A travois is a simple platform of planks or netting mounted on two long poles fastened in the shape of an elongated isosceles triangle. The frame would lashed one on either side of a dog (later, a horse) with the end of each pole dragging behind on the ground.
If we can digress for a moment. An Inuit people who called themselves “Mahlemiuter” settled along the shores of Kotzebue Sound in the upper western regions of Alaska. Over centuries, they developed the dogs from which the Malamute descended. Today, these people are called the Kuuvangmiut or Kobuk people, but the dog their ancestors relied upon retains the name of those people, “Mahlemute,” “Mahlemuit,” and more commonly, Malamute.
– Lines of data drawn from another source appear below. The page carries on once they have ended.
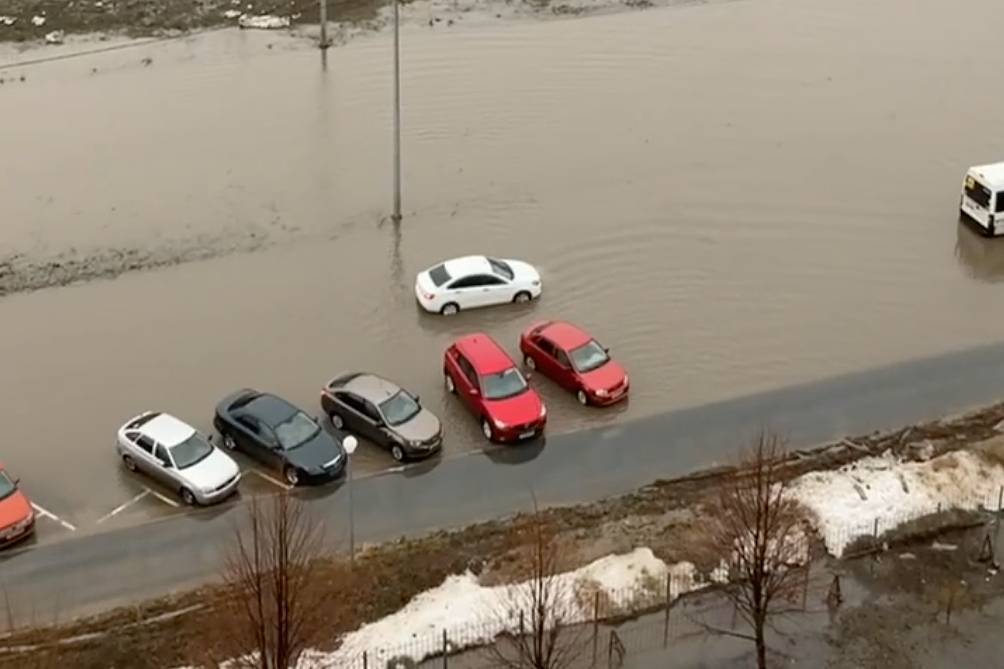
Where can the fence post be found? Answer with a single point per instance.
(805, 586)
(669, 603)
(595, 625)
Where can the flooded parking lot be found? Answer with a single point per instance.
(733, 197)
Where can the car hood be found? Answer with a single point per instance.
(14, 508)
(604, 378)
(422, 427)
(212, 471)
(316, 453)
(523, 271)
(524, 408)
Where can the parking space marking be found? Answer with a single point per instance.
(52, 516)
(164, 498)
(121, 507)
(270, 479)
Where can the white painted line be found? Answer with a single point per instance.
(121, 507)
(270, 479)
(52, 516)
(163, 498)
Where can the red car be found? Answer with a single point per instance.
(574, 361)
(17, 518)
(478, 370)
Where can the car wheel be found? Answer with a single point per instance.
(129, 462)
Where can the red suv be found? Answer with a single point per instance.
(478, 370)
(574, 361)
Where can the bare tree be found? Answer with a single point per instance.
(274, 598)
(756, 532)
(540, 609)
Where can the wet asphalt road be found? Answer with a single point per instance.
(92, 573)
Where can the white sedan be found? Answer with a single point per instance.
(476, 280)
(175, 454)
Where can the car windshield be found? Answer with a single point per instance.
(192, 451)
(295, 430)
(439, 275)
(504, 384)
(501, 268)
(401, 408)
(589, 357)
(7, 486)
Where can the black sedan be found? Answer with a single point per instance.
(278, 435)
(383, 412)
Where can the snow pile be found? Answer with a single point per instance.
(846, 502)
(264, 22)
(470, 613)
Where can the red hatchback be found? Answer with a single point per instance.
(17, 518)
(574, 361)
(478, 370)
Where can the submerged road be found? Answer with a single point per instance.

In the interest of more, not less information, some discount the northerly Mahlemiuts as having created the breed and believe that the Malamute may have developed in coastal regions further South. It wasn’t uncommon for people and their dogs to go where the food was, so this is possible.
Wherever the breed developed, it was Malamute power + the travois that moved things along. Even after the wheel came along, a sledge dog pulling supplies was still how most things were transported because wheels were expensive to buy, and it took a special skill set to be able to make one.
In the summer of 1984, the Alaskan Malamute Club of America honored the tradition of their breed by adopting a set of weight pull rules. Malamutes love to pull, and in 2017, a two year old 150 pound Malamute named “Delbert” broke a track record by pulling 5,400 pounds. Delbert really liked to pull.
We came across the photo below that appeared in a blog named, Born to Pull written by Joe Henderson of Alaskan Arctic Expeditions. The article contains wonderful photos, but this one shows “Farmer,” “Bear” and “Boss” leading a 21-dog team that’s pulling a 2,500 lb. load of supplies in Alaska’s arctic. Mr. Henderson takes a team of 22-24 purebred Malamutes into Alaska’s arctic on remote dog sledding expeditions to explore the rugged country and facilitate his dogs’ working in a freighting capacity. In late February of 2021, he took another dog sled expedition to the Alaskan Arctic and has plans to publish a photo journal book in the fall of 2021. Until it comes out, we encourage you to “rummage” around his site. If you love the Alaskan Malamute and have an interest in the job the breed was bred to do, you’ll enjoy it. Henderson, as an aside, was the coordinator and trainer of 23 sled dogs for the movie, White Fang.